Optical properties of high pressure liquid hydrogen across molecular dissociation
Giovanni Rillo, Miguel A. Morales, David M. Ceperley, Carlo Pierleoni

TL;DR
This study uses ab-initio calculations to analyze the optical properties of liquid hydrogen under high pressure, revealing the nature of dissociation and metallization transitions and supporting recent experimental interpretations.
Contribution
It provides a detailed computational analysis of hydrogen's optical properties across phase transitions, clarifying the nature of metallization and dissociation at high pressures and temperatures.
Findings
Above 3000 K, dissociation and metallization are continuous processes.
Below 1500 K, a first-order phase transition causes discontinuities in conductivity.
Reflectivity and absorption change rapidly but continuously across the transition.
Abstract
Optical properties of compressed fluid hydrogen in the region where dissociation and metallization is observed are computed by ab-initio methods and compared to recent experimental results. We confirm that above 3000 K both processes are continuous while below 1500K the first order phase transition is accompanied by a discontinuity of the DC conductivity and the thermal conductivity, while both the reflectivity and absorption coefficient vary rapidly but continuously.

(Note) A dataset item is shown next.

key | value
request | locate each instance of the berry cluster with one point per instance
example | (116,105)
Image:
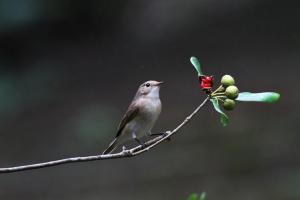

Our results support the recent analysis of NIF experiments (P. Celliers et al, Science 361, 677-682 (2018)) which assigned the inception of metallization to pressures where the reflectivity is about 0.3. Our results also support the conclusion that the temperature plateau seen in laser-heated DAC experiments at temperatures higher than 1500 K corresponds to the onset of of optical absorption, not to the phase transition.